We can’t afford for it to be wrong, so how do you know you’re right?

Duncan: That’s an excellent question. My reply is that you come to the answer on two levels. The first is intellectual: you analyse the problem, you do the maths, you talk to colleagues and wrestle with it until you can see how it all fits together. Second, we do all our QuickCheck testing to give us the confidence that this does what we think it does. We do extensive testing that really takes us into the unusual cases that you might never think of, including this changeover. We can do 100,000 tests every time we change a line of code. [Lars Brünjes has written about how John Hughes, one of the creators of Haskell, has helped IOHK develop its testing strategies.]

Edsko: Yes, I agree with those two points. In terms of the combinator, I resolve these things by thinking about the guarantees that the code I write needs to provide, and which guarantees that it, in turn, needs from the ledger. I sketch a mathematical proof that this ‘if-then’ reasoning is indeed justified, and then turn to the formal method teams. The formal methods team are the people who set up the mathematical rules that describe the blockchain, and they can then tweak the rules in such a way that they provide the required guarantees.
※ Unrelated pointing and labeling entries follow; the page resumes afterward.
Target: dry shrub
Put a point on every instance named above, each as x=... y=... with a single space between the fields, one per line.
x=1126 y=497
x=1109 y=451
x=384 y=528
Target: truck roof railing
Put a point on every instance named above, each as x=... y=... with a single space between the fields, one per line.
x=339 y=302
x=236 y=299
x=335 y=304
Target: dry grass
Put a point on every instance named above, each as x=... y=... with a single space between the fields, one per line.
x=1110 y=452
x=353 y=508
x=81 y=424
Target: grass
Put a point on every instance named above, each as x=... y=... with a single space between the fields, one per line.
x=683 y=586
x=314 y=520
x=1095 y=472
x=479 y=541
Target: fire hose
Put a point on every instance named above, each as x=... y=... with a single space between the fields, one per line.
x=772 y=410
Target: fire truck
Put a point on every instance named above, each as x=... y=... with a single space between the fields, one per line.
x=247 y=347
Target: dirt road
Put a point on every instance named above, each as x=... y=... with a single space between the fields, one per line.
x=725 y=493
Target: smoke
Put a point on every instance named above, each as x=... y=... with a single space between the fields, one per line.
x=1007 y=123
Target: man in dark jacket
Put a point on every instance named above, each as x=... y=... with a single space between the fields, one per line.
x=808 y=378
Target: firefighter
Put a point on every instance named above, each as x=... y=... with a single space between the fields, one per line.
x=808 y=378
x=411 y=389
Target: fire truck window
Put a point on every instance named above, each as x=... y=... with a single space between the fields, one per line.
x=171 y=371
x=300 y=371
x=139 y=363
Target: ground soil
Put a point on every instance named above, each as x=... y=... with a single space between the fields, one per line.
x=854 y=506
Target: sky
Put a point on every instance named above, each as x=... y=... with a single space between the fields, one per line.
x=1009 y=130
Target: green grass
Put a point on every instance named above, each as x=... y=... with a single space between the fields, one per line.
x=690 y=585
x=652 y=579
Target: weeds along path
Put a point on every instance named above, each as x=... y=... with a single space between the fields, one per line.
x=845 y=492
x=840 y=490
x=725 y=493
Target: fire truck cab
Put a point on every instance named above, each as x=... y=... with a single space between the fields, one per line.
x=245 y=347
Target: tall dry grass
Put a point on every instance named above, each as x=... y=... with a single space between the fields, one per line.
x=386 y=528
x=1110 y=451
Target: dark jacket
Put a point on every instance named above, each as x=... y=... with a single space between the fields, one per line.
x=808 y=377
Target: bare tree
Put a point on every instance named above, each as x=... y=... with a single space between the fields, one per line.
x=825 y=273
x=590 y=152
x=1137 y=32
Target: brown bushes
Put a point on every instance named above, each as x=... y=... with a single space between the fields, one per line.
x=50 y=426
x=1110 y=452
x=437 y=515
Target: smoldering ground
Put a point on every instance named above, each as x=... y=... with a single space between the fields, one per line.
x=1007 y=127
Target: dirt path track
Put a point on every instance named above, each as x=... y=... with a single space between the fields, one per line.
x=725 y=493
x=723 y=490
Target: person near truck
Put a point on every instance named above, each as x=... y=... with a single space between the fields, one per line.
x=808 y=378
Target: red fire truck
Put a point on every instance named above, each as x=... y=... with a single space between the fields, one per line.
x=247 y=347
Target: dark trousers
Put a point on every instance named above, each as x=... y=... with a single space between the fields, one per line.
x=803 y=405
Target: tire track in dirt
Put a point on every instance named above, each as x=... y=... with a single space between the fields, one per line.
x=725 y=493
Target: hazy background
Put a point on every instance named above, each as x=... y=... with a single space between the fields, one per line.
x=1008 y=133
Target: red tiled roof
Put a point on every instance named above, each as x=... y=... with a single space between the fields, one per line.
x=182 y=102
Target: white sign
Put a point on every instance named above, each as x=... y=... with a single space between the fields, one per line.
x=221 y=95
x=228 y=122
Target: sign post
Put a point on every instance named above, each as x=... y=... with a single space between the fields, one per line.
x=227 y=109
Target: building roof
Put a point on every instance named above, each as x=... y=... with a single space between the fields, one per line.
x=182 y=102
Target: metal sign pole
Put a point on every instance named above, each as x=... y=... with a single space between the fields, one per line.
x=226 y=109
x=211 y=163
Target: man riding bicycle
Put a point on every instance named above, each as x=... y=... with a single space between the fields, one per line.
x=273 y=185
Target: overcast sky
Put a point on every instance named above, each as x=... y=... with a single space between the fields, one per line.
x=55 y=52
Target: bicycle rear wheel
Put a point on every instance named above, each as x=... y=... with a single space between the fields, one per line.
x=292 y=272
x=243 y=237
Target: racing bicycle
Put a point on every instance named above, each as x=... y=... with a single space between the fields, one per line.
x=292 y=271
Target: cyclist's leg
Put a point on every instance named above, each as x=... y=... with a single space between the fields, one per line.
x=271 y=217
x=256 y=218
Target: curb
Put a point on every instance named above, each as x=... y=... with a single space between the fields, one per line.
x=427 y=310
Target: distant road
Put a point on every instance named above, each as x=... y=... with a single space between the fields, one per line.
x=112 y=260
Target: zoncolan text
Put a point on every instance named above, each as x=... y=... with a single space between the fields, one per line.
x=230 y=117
In terms of Duncan’s second point, I know the time issue I mentioned above is correct by thinking hard mathematically, and by testing. Timing decisions are easy when we have the full blockchain, but are hard when we have to make predictions about the future. Fortunately, the way we set things up means I can easily create testing blockchains. So, I can create a full blockchain, then slice this chain in half. I take the first half and consider that to be in the present; and set the other half in the future. Then I can use the ‘present’ (first half) to make predictions about the ‘future’ (the second half) and verify them against the whole thing (on which the calculations are easy). If they match, then I know everything is OK.

When did you start on this?

Right after Duncan came up with the genius idea of the OBFT. So I’ve been thinking about the combinator on and off for about 18 months. It was a design goal from the very beginning of our modular rewrite of Ouroboros starting in October 2018, with my first commit to the GitHub repository. We had a prototype demonstration with OBFT and Praos soon after, in December 2018.

And how many people have been involved?

Duncan: Many people have been working on the consensus code, but whenever we have anything really hard, like this combinator, we give it to Edsko: he’s our software engineer extraordinaire! This is Haskell programming as free climbing, rather than climbing with the ropes of formal methods for support.

Any final thoughts?

Duncan: The code that was running is right now being phased out and pretty soon the code that was running Cardano a month ago will no longer exist. Once everyone is running the new code on the mainnet and once we finish swapping over the core nodes, the old code is redundant. We are in that transition phase right now and no one is shouting that the sky is falling. No one has noticed it.

Edsko: That is quite an achievement in its own right. The idea of OBFT was crucial in making the transition, but it’s not relevant any more once we make that transition to Shelley. This has been a way for us genuinely to ditch legacy code, which is often very difficult to do, as the banks know to their cost.

Duncan: And if it all works fine, you won’t notice anything.

Duncan and Edsko, thank you for your time. I think we’d better let you both get back to it.